1. INTRODUÇÃO
A partir do momento em que nascemos, todas as superfícies do nosso corpo são colonizadas por uma vasta gama de espécies microbianas, conhecidas coletivamente como microbiota. Os micróbios são passados verticalmente de mãe para filho durante o nascimento e, posteriormente, são obtidos por transferência horizontal do ambiente. Quando chegamos à idade adulta, já abrigamos trilhões de células microbianas que representam milhares de espécies de bactérias, além de fungos, arqueias e vírus. A composição precisa de nossa microbiota é moldada por fatores ambientais que resultam em repertórios microbianos tão únicos para o indivíduo quanto nossas impressões digitais. Nossos micróbios comensais são mais do que meros passageiros silenciosos que habitam nossas superfícies corporais; eles desempenham papéis essenciais no desenvolvimento e função imune, metabolismo, fisiologia e até função cerebral (MCCOY e THOMSON, 2018, p. 2519). A grande maioria da microbiota está localizada no trato gastrointestinal, mas locais como a pele ou a cavidade oral também hospeda uma grande quantidade de micróbios (KHOSRAVI et al. 2014).

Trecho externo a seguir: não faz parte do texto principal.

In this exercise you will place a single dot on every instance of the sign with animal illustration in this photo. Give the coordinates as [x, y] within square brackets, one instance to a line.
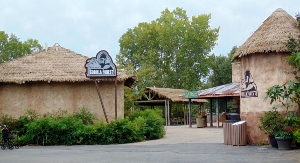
[100, 66]
[248, 86]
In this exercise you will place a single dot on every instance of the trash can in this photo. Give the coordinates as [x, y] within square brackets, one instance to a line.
[204, 120]
[239, 133]
[228, 131]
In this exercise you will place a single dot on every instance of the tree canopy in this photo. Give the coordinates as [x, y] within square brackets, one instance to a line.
[171, 51]
[11, 47]
[221, 69]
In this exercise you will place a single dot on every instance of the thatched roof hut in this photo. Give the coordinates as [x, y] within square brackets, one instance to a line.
[263, 64]
[54, 78]
[53, 64]
[271, 36]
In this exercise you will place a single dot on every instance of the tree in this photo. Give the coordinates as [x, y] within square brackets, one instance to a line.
[221, 69]
[171, 51]
[11, 47]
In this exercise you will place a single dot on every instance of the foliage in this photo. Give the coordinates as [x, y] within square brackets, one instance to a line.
[154, 128]
[85, 115]
[296, 136]
[63, 128]
[284, 134]
[221, 69]
[270, 122]
[11, 47]
[171, 51]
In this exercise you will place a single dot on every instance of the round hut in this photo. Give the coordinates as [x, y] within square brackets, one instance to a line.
[263, 64]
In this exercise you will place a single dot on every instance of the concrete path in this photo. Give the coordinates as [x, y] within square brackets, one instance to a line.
[180, 144]
[185, 134]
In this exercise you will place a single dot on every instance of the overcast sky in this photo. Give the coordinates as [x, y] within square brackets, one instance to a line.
[88, 26]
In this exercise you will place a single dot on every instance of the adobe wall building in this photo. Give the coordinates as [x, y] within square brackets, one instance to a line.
[53, 79]
[261, 61]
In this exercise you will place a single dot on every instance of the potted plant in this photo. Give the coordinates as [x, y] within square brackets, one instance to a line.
[270, 124]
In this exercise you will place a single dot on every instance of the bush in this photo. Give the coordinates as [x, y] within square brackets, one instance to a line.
[79, 128]
[154, 128]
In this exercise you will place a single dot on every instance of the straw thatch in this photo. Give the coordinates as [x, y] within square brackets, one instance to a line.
[271, 36]
[171, 94]
[53, 64]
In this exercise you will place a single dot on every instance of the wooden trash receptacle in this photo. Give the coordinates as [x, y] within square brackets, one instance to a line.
[239, 133]
[228, 131]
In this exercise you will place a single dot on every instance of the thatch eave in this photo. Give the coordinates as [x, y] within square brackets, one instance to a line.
[272, 36]
[54, 64]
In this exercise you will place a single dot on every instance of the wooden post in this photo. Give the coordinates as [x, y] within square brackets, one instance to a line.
[116, 96]
[101, 101]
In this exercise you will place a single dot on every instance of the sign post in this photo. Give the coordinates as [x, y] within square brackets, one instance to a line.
[100, 67]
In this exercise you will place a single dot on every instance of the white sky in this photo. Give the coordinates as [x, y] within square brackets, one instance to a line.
[86, 27]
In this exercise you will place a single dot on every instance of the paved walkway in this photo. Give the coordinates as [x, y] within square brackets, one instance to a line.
[180, 144]
[185, 134]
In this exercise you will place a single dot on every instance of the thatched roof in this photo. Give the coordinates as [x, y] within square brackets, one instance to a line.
[53, 64]
[171, 94]
[271, 36]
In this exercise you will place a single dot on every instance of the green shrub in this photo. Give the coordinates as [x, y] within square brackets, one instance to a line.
[85, 115]
[154, 128]
[79, 128]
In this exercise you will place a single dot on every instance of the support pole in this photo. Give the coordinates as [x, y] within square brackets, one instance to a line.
[190, 114]
[210, 110]
[101, 101]
[217, 111]
[166, 114]
[116, 97]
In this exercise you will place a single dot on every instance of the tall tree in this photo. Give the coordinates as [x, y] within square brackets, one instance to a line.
[171, 51]
[221, 70]
[11, 47]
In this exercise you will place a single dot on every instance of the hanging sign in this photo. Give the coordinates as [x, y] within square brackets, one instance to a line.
[100, 66]
[190, 94]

Foi demonstrado que bactérias intestinais específicas ou produtos bacterianos suprimem a inflamação intestinal (por exemplo, colite) em camundongos através de uma variedade de mecanismos imunológicos (ATARASHI et al., 2013, RODADA e MAZMANIANA, 2010, SMITH et al., 2013). Além disso, o impacto dos micróbios comensais nas respostas imunes do hospedeiro não se limita às interfaces da mucosa, mas se estende aos compartimentos sistêmicos; os micróbios intestinais regulam as respostas imunes que influenciam a autoimunidade específica de órgão em modelos animais de esclerose múltipla, artrite reumatoide e diabetes tipo 1 (LEE et al., 2011, MARKLE et al., 2013, WU et al., 2010). Embora numerosos exemplos ilustrem como a microbiota contribui para a função imune nos locais mucoso e sistêmico, pouco se sabe sobre as influências das bactérias intestinais no desenvolvimento celular nos tecidos imunes primários.
O sistema imunológico começa a se desenvolver no útero, mas a maturação completa requer sinais genéticos e ambientais que moldam ainda mais a imunidade após o nascimento. As células linfoides e mieloides desenvolvem-se amplamente a partir de células-tronco hematopoiéticas (HSCs) nos tecidos primários, onde sinais moleculares orquestram a diferenciação de células imunes de HSCs não comprometidos e células progenitoras via regulação de fatores de transcrição e modificações epigenéticas (WEISSMAN, 1994). Além disso, certas populações de fagócitos (incluindo células de Langerhans e microglia), derivadas de precursores embrionários, são mantidas independentemente dos HSCs (SIEWEKE e ALLEN, 2013).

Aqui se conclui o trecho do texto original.